While that bet now looks far less safe, it also exposes another risky economic gamble. For decades, America’s industrialists have been increasingly loath to invest in factories, job training, or expanded production: it is simply more lucrative to plow revenues back into the stock market, buying up stocks and bolstering share prices. Certainly, that’s clear from the numbers. KKKK. And right now, a small number of tech companies — called the Magnificent Seven — make up a massive share of the entire US stock market, with valuations that are clearly indicative of a very serious stock market bubble. If that bubble bursts, the fallout risks derailing the entirety of Trump’s second term in office.
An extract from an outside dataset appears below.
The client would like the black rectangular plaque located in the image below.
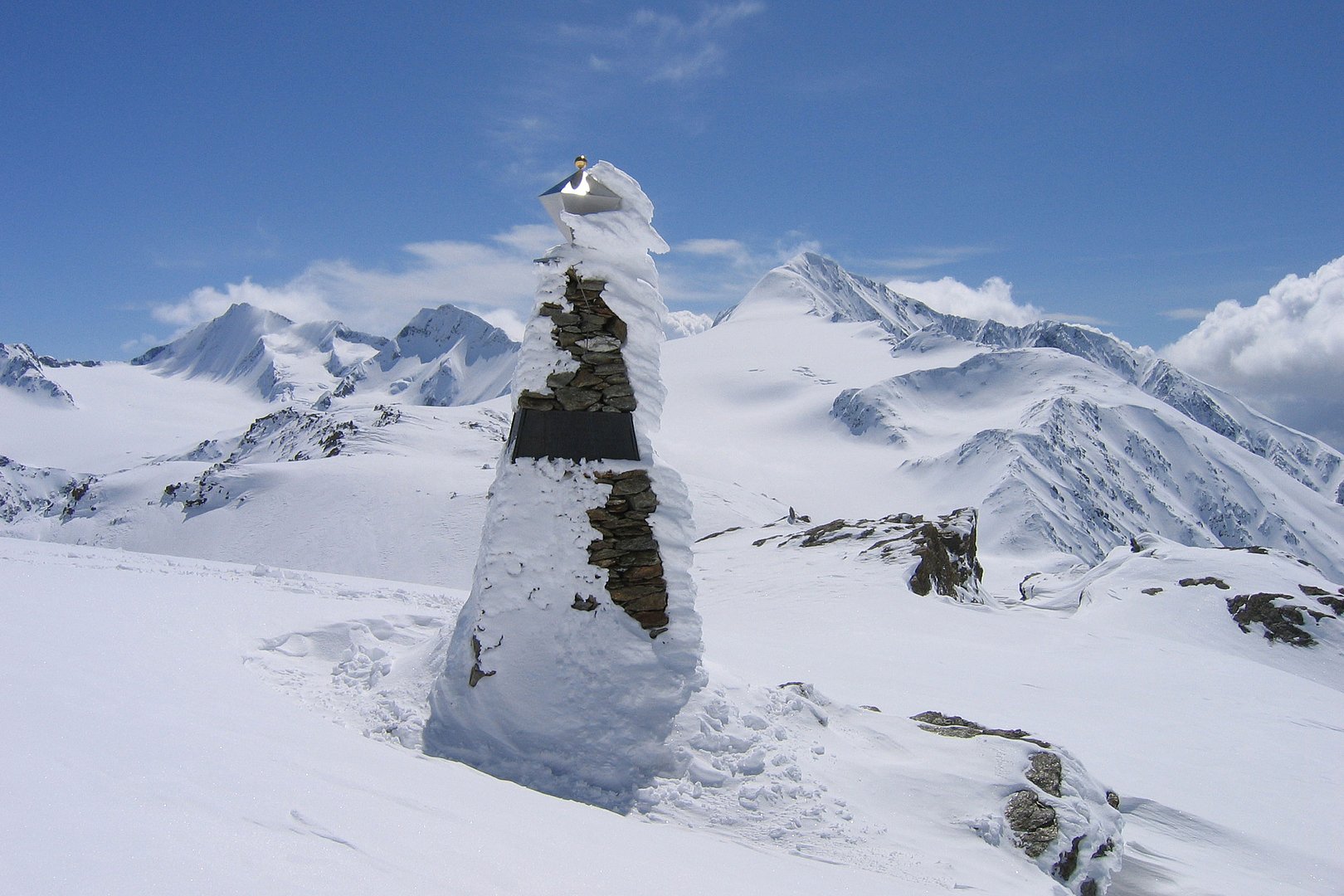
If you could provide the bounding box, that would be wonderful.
[509,407,640,460]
To understand America’s challenge here, compare it to one of its rivals. Russia’s Gazprom has half a million workers and countless facilities across the world. Nvidia, by contrast, has less than 30,000 employees. In theory, Nvidia is more valuable than Gazprom — not because of the value of its factories or staff, but because everyone believed it would become valuable sometime in the future. Looking to China, meanwhile, NVIDIA alone is worth over half the entire Shanghai stock exchange. Again, this “value” is only down to future expectations, derived from little more than hopes and dreams.
What can Trump do? Probably not much. The nature of stock-market bubbles is that they eventually pop. More generally, though, AI represents only the latest in a failed defensive line held against China. America tried to go after Huawei, and though sanctions and export controls did serious damage to the company initially, the telecom giant adapted. Rather than crushing the Chinese telecom sector, indeed, America’s attempts to destroy the free trade system has only triggered more technological innovation. Semiconductors tell a similar tale, with China developing its own domestic chip industry at the expense of Taiwan. America keeps on getting beaten at its own game, only to stamp its foot in the unfairness of it.
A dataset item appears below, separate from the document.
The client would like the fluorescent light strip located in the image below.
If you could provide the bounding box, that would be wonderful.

But attempting to hold off the threat posed by a nation of 1.4 billion people, with an ancient culture and millions of Stem graduates, was always likely to fail. The problem facing the West today is not that it lacks the tools to “win” — it clearly does, given the ambition of its innovation — but that no one knows when the game is won. So all Washington’s political and economic energy is being channeled into increasingly expensive and desperate moonshots. AI was meant to be the trump card — until one day it was cloned.
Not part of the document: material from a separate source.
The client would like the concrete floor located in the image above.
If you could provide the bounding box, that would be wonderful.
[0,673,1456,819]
In the end, of course, none of this is actually about AI itself. No matter how useful the technology, that’s distinct from the irrefutable logic of America’s financial bubble, a logic now more stark than before the Great Recession. If, or rather when, this bubble bursts, the political and social fallout will be immense. Obviously, the tech oligarchs are lashing out petulantly: China steals technology; China can’t really innovate; China is somehow “cheating” in the tech race — failing to see the irony that they too harvest data to build and improve their products. Essentially, though, the West’s problems have very little to do with Beijing, and more to do with our own systemic imbalances.
In tying his fate so tightly to the tech sector, the President, has made himself and the country he leads, hostage to a literally huge fortune. Consider Nvidia. Even after its recent troubles, the firm sits on a market capitalization about the same size as the entire UK. Is this situation actually sustainable? No, it most definitely isn’t.